The girlfriend argued the payment was “nothing more than a voluntary payment made by a seller seeking to convey clean title to a buyer,” the court said. But the wife portrayed the payment as being made on behalf of the buyers and not made by her or on her behalf.
The court decided to remand the case to the circuit court for findings on eight questions, including whether the wife expressly or impliedly authorized the issuance of the payoff check.
Martingayle said he thinks the answer may lie in the settlement statement for the real estate transaction. He said he only recently reviewed the statement and it shows the wife signing off on all of the disbursements, including the payoff to his law firm.
Martingayle said he is seeking agreement on a stipulation to answer the Supreme Court’s questions. “I don’t think a hearing is necessary,” he said.
Zeigler, representing the wife, declined to comment, citing the pending posture of the appeal.
Ethical implications
The court indicated there could be ethical implications for a closing attorney paying off judgment liens. Kelsey cited a handbook chapter written by Richmond attorney Leslie A.T. Haley.
Commenting Dec. 2, Haley said the court’s factual inquiries don’t reach those ethical questions, but the case itself highlights the legal perils.

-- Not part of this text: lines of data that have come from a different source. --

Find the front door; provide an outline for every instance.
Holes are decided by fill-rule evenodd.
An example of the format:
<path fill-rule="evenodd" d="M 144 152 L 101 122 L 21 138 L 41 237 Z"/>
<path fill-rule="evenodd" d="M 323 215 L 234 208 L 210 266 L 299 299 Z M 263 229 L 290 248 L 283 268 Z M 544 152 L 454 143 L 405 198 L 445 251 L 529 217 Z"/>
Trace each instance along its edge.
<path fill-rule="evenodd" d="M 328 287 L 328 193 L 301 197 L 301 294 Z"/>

“Let’s hope the buyer’s attorney had the necessary authority to issue that check and Ms. Sheehy was well advised about all aspects of granting such authority and any resulting implications. Lots of unanswered questions that involve ethical obligations in what could be a law exam scenario crossing legal and ethical boundaries,” Haley said.
If the payment does not derail the wife’s appeal, the court could address issues including whether the wife is protected by privilege in sharing the revealing photos with her lawyer and whether the lawyer acted properly in what Martingayle described as a deposition “ambush.”
Updated Dec. 9 to correct that suggestive nudity, not sexual activity, was depicted in the screenshots.